Clever operators in the industry right now have realised that by being more creative they can open up the world of wine for consumers and make it a more valuable part of their business.
Many consumers simply don't engage with wine terminology, so smarter operators are using their imagination around their wine offering. Razak Helalat, at the Coalshed steak restaurant in Brighton, is one such operator. To set his new restaurant apart from the pack, he produced a truly individual wine list - the range of wines offered, how they are described and the overall look of the list - all to strengthen the restaurant's brand identity and direction.

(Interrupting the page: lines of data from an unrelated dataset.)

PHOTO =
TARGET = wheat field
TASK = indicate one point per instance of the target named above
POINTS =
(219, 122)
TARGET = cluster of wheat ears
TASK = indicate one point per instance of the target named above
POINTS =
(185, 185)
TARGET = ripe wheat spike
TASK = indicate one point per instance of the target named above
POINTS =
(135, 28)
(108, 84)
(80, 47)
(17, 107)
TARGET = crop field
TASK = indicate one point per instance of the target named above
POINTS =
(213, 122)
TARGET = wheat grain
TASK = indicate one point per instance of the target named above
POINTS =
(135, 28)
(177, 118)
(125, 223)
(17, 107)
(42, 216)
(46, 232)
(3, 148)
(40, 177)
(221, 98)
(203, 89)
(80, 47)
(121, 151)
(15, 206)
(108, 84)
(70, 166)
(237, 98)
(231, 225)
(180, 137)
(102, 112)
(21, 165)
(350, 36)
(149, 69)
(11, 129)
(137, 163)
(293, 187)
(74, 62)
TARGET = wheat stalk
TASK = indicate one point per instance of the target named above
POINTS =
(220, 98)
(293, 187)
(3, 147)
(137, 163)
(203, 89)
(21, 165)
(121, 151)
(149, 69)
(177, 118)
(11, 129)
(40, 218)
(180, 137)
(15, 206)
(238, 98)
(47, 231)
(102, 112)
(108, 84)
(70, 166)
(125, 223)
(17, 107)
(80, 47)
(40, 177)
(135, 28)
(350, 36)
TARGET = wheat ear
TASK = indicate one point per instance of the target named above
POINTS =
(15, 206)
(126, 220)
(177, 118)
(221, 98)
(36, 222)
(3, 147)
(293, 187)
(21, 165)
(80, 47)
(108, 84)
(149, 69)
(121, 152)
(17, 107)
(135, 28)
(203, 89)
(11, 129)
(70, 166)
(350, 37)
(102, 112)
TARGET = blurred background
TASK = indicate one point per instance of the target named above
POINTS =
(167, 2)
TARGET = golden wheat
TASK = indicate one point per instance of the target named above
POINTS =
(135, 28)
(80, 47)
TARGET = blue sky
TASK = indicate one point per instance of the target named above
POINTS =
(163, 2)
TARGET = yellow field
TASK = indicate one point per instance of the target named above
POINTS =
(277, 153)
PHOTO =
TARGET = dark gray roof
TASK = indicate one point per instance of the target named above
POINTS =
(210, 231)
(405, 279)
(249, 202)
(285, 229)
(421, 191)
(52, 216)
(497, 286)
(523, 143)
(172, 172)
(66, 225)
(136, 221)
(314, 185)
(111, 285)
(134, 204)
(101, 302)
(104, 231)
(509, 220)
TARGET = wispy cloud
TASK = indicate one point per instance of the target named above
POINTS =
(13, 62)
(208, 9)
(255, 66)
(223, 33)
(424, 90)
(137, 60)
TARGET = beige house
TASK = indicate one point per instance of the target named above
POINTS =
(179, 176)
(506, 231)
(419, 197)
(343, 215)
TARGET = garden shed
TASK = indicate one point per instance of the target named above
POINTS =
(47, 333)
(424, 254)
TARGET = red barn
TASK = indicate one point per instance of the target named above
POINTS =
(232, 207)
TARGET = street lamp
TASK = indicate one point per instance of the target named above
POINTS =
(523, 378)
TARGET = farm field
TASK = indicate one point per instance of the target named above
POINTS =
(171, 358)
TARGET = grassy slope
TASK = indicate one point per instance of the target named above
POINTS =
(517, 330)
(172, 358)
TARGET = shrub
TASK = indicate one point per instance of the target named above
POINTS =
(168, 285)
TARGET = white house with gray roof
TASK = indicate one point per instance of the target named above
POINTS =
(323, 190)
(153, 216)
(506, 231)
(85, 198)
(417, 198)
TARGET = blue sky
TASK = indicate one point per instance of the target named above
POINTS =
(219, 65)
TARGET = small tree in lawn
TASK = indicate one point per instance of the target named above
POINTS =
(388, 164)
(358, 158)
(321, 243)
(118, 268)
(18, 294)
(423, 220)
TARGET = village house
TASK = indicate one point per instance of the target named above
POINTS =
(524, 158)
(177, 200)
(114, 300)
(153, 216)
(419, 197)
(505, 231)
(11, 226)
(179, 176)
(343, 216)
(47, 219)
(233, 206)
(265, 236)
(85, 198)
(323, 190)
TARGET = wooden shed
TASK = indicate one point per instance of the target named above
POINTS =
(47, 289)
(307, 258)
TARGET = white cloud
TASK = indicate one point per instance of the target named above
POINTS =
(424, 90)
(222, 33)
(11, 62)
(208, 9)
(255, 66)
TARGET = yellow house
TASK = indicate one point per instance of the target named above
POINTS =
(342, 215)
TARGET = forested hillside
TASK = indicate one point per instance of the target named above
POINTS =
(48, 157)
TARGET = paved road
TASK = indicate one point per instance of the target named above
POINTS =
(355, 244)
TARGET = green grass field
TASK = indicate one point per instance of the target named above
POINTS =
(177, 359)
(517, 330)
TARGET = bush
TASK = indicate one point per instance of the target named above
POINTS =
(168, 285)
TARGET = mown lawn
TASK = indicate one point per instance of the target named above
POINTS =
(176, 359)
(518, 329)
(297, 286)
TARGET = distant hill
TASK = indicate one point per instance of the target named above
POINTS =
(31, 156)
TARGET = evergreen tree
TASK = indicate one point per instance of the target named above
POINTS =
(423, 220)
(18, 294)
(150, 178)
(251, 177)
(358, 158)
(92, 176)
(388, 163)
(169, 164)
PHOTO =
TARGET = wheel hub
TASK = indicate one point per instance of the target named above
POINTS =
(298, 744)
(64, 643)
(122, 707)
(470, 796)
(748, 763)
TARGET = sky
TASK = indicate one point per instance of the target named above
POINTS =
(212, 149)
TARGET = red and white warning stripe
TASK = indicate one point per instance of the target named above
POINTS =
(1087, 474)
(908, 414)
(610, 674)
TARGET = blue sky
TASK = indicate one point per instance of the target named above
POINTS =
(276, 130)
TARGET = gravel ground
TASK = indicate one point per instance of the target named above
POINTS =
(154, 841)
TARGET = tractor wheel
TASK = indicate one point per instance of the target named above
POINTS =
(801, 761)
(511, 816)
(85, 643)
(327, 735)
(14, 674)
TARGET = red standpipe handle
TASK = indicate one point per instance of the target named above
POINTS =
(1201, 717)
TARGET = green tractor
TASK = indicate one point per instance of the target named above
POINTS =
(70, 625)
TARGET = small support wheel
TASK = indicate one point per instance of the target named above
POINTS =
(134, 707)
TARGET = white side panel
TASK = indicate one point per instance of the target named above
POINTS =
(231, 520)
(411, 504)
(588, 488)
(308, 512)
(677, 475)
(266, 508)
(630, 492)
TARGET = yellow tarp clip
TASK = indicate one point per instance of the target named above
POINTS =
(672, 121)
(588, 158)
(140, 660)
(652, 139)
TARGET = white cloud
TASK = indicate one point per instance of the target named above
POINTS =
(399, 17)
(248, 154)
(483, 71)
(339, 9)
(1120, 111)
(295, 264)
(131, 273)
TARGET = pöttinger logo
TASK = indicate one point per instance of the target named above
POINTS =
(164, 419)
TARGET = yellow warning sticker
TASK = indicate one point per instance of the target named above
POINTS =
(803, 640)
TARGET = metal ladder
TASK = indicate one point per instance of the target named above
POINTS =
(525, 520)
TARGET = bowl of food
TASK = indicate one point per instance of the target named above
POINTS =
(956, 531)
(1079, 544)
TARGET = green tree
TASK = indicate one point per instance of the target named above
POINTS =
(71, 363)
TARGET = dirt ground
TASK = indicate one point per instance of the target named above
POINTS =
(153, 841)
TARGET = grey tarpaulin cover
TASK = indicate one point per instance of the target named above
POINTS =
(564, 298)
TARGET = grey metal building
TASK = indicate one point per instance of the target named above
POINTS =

The list explains why certain wines were chosen and wines are broken into by the glass, old world versus new world, ‘reds by country and wines for food matching. Their descriptions are a world away from the flowery language beloved of many old-fashioned wine lists, instead giving a much more dynamic impression and making the whole subject fun and engaging.
For example, a fine Burgundy is described as "the holy grail of red wine! There are not many better ways to spend an hour of your life", while an Italian Barbera is presented as "a wine which is very close to our hearts… you can tell that while making this wine, the winemaker was dreaming of eating a great chunk of aged beef."
This kind of informal, fun approach has been extremely successful; the average spend per bottle at the Coalshed is much higher than other similar outlets. The customer can see that the owner has made a huge effort with the list - and is reassured and encouraged to be bolder with their wine purchases.